All these reports, of course, can be regarded as rumours, but it is a fact that on August 16, Magzum Mirzagaliyev, head of the Kazakh national oil and gas company KazMunayGas, met with Rovshan Najaf, head of the Azerbaijani state company SOCAR, in Baku to discuss the interaction between the companies in the sphere of trans-Caspian infrastructure development. On August 25, the Deputy Chairman of the Board of Kazakhstan's oil and gas company KazMunayGas, Dauren Karabayev, said that Kazakhstan was considering the possibility of using both pipelines that Azerbaijan has - Baku-Tbilisi-Ceyhan and Baku-Supsa to transport its oil. In the long term, he said, Nur-Sultan has alternative routes for exporting volumes quite comparable to those of the CPC. Moreover, he said, "discussions with the Azerbaijani side on the possible transportation of Kazakh oil are taking place at various levels, including at the state level, including at the level of national companies".

Roads as a strategy

The Kazakh president's recent visit to Baku shows just how far some post-Soviet countries have advanced compared to previous times. Kassym-Jomart Tokayev has served in various top governmental positions in Kazakhstan since the early 1990s and has much to compare the present situation with. At a meeting with President Ilham Aliyev, he remarked: "I remember those times, and you remember when there were problems between our countries in the 1990s, which from today's point of view seem so small, so insignificant... I remember we were discussing the $8 million debt problem. There was such a problem, remember?".

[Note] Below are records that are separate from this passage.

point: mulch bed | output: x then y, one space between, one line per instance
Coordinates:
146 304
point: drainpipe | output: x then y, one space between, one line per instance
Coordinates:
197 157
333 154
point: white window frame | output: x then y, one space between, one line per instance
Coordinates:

Here, it remains to add that the current opportunities for interaction between Azerbaijan and Kazakhstan are associated with strategic projects to build infrastructure for interaction with the outside world and energy exports, which were initiated by Baku in the difficult 1990s when it was very easy to remain at the level of disputes "about eight million" mixed with stories about ancient greatness - as did many nationalist politicians. But the Azerbaijani leadership decided to build a new infrastructure for a future, most notably the Baku-Tbilisi-Ceyhan oil pipeline, which broke Moscow's monopoly on supplying the West with raw materials from post-Soviet countries. Interestingly, these decisions were linked to Heydar Aliyev, who at one time was responsible in the Soviet government for the construction of the giant Baikal-Amur Mainline and even opened it.

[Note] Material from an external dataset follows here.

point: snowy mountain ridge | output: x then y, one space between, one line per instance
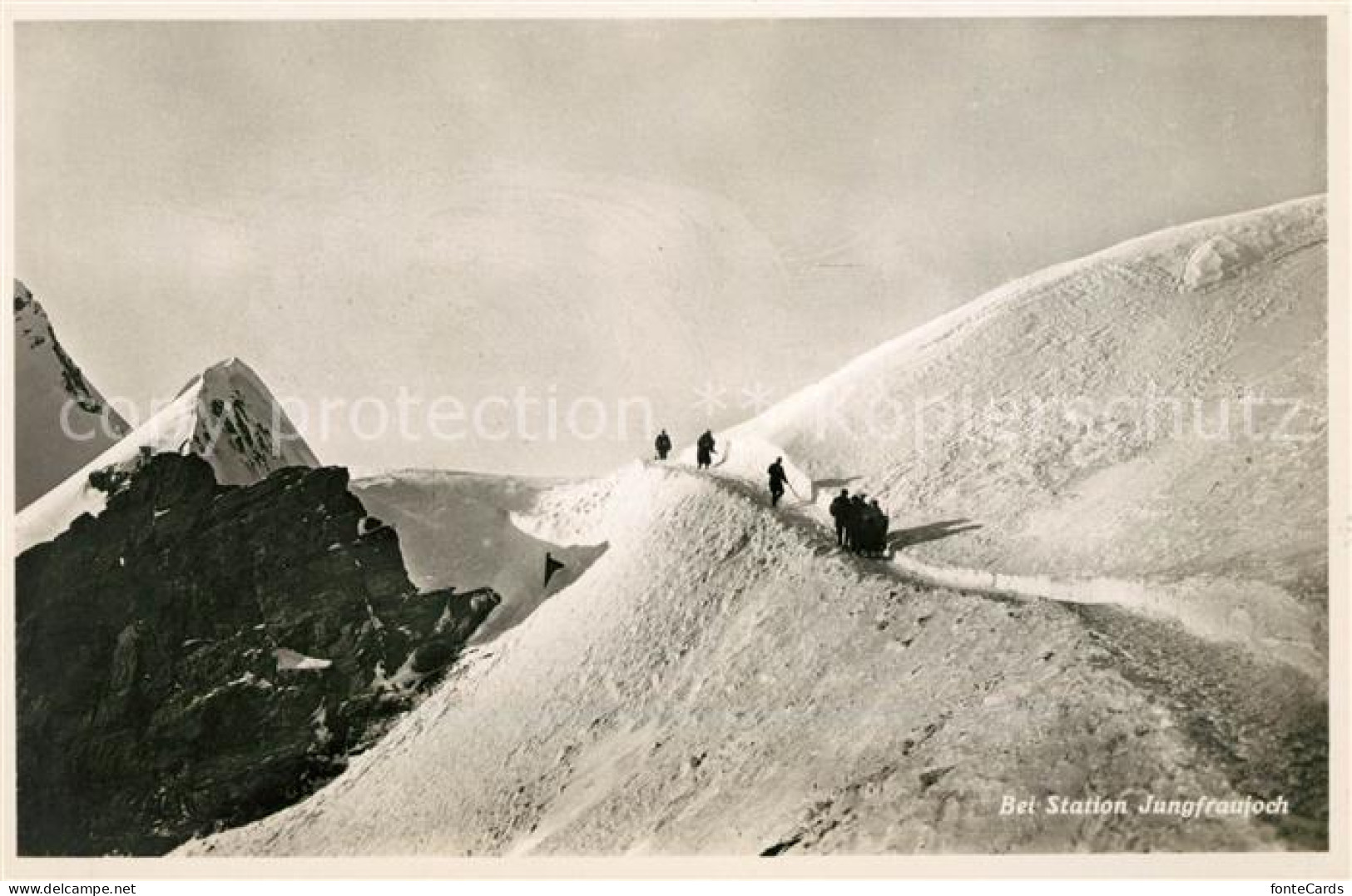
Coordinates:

Today, we see the logical results of a policy that went far beyond Azerbaijan itself and is beginning to influence the new contours of entire regions. After all, if Azerbaijan and Kazakhstan can build new communications - not against Russia or anyone else - but within the framework of inclusive international cooperation, it cannot but affect neighbouring states as well. Thus, the leadership role of Azerbaijan and Türkiye in transforming the South Caucasus for the benefit of all its peoples will be boosted through integration with Central Asia.